Ich hoffe, daß noch einige Hinweise und Tipps hinzukommen.


----------



## Sailfisch

*AW: BigGame Bücher, Tips*

Hier mal wieder ein interessanter Link mit schönen Bildern:
www.hansbartschfishing.com


----------



## saily

*AW: BigGame Bücher, Tips*

Hallo Big Game Kollegen,

der letzte Beitrag zu diesem Thema ist zwar schon einige Zeit her,
trotzdem würd ich gern noch meinen Senf dazu abgeben|supergri  Bin ja
bei euch noch ein ganz neuer Frischling...

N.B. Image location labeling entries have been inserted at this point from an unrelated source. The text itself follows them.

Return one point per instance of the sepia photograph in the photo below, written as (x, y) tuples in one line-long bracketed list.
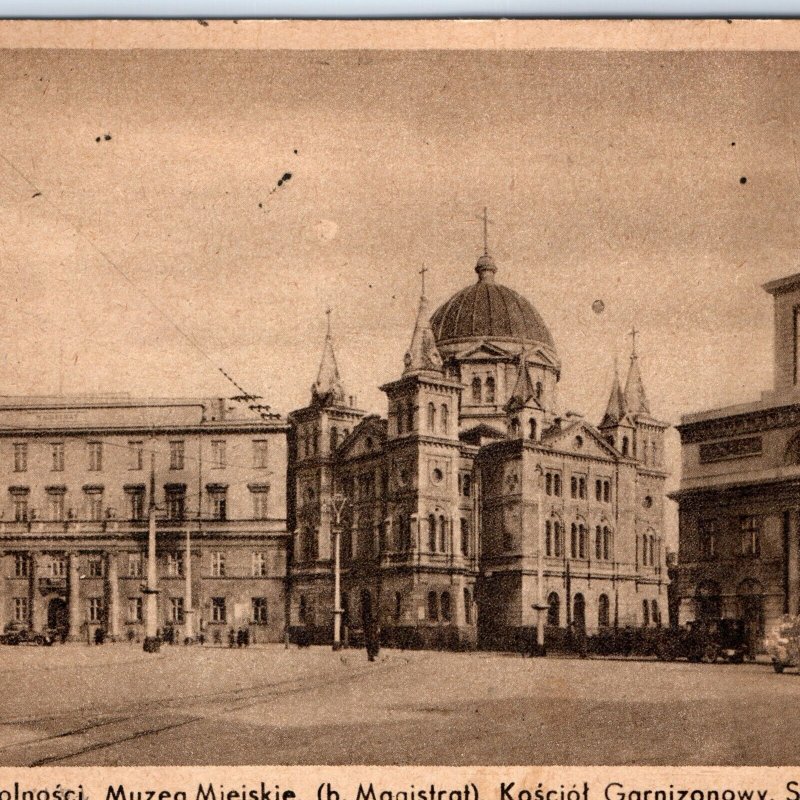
[(378, 403)]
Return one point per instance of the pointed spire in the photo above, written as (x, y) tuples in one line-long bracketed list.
[(616, 409), (524, 390), (422, 354), (635, 397), (328, 386)]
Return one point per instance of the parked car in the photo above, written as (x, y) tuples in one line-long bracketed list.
[(706, 641), (783, 644), (19, 634)]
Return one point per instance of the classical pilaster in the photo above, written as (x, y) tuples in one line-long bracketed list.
[(74, 598), (112, 592)]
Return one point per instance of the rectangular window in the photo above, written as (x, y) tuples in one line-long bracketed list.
[(96, 567), (136, 505), (21, 457), (751, 536), (22, 565), (22, 609), (218, 565), (135, 610), (176, 505), (218, 460), (57, 456), (708, 539), (95, 609), (135, 565), (260, 565), (259, 614), (260, 454), (94, 503), (21, 509), (176, 608), (95, 450), (136, 455), (260, 508), (219, 505), (176, 454), (56, 507), (218, 610), (175, 564), (57, 567)]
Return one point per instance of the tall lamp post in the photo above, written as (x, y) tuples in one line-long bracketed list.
[(337, 504), (539, 606)]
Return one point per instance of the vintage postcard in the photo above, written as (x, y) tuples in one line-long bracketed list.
[(399, 394)]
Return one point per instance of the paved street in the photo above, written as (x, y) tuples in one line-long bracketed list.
[(116, 705)]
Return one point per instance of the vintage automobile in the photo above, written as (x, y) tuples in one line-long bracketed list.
[(18, 634), (783, 644), (706, 641)]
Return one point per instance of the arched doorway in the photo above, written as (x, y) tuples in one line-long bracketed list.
[(751, 612), (58, 617), (708, 604)]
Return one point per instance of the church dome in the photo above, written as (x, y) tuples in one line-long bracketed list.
[(488, 310)]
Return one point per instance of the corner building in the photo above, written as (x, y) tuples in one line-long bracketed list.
[(475, 500), (74, 506), (739, 509)]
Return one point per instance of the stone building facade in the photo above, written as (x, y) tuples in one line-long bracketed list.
[(74, 503), (739, 498), (475, 499)]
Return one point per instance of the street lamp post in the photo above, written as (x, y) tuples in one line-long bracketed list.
[(337, 504), (151, 640)]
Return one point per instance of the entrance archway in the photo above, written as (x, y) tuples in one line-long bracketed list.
[(58, 617)]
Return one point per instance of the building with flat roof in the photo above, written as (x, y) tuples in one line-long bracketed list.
[(74, 500), (739, 496)]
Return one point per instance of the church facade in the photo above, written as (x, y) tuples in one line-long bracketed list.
[(474, 505)]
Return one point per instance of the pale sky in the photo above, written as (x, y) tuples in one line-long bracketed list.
[(607, 176)]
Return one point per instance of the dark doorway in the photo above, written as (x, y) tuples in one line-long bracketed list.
[(58, 617)]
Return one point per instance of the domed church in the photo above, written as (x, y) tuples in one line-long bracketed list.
[(476, 512)]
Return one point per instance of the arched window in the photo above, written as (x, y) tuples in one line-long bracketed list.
[(603, 615), (477, 392), (431, 417), (431, 533), (655, 613), (433, 606), (553, 610), (579, 611), (490, 389), (573, 541), (445, 606), (464, 536)]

Die Sammlung an Büchern die man aktuell in Deutschland übers Big Game
kaufen kann ist mit den genannten Büchern komplett.

Es gibt da aber noch einige Bücher die nicht mehr gedruckt werden, die man
aber immer noch über ebay oder amazon o. ä. finden kann und aus denen
man sehr viel lernen kann.|evil: 

Allen voran: Big Game fishing - das faszinierende Abenter von Marc Richard
Dieses Buch gilt unter Big Game Kennern als Standardwerk und ist nach wie
vor das absolut beste was es im deutschsprachigen Raum gibt. M. Richard
plante für ca. 2007 eine Neuauflage. Leider ist er kürzlich verstorben. Das Buch ist leider die "Nadel im Heuhaufen" und wird unter Big Game-Verrückten
für mehrere hundert Euro gehandelt.#6 

Ausserdem gibts noch: Hochseeangeln von Rudolf Sack, Sportlicher Großfischfang von H. Freund,  Mit Leine und Haken auf Großfische von
Dieter Bender und

dies ist kein Fachbuch sondern eher der Reisebericht eines ganzen Anglerlebens:  Erkämpfte Fische von A.G. Grassl:m 

Hoffe evtl. dem ein oder anderen weitergeholfen oder neugierig gemacht
zu haben.

Tight Lines

Saily#h


----------



## uwe103

*AW: BigGame Bücher, Tips*

Hallo BigGamer,

da mein Interesse am BigGame immer größer wird, habe ich mir nach dem lesen dieses Treats, jetzt auch erst einmal die Bücher "Big Game" und "Bluewater Fishing" zugelegt. Beide noch in Folie verpackt und zusammen für nicht einmal 12,- Euro  

Das Buch "Marlin" habe ich bereits.


----------



## Wollebre

*AW: BigGame Bücher, Tips*

hier das "Bilderbuch" oder besser gesagt der Katalog eines amerikanischen Big Game Ausrüsters. Bisher noch nicht eine so umfangreiche Palette an Ausrüstung gesehen:

http://www.meltontackle.com/

Wolle


----------



## LAC

*AW: BigGame Bücher, Tips*

Hallo,
nun zähle ich auch zu den big game anglern und habe so maches land besucht, wo ich kapitale fische landen konnte..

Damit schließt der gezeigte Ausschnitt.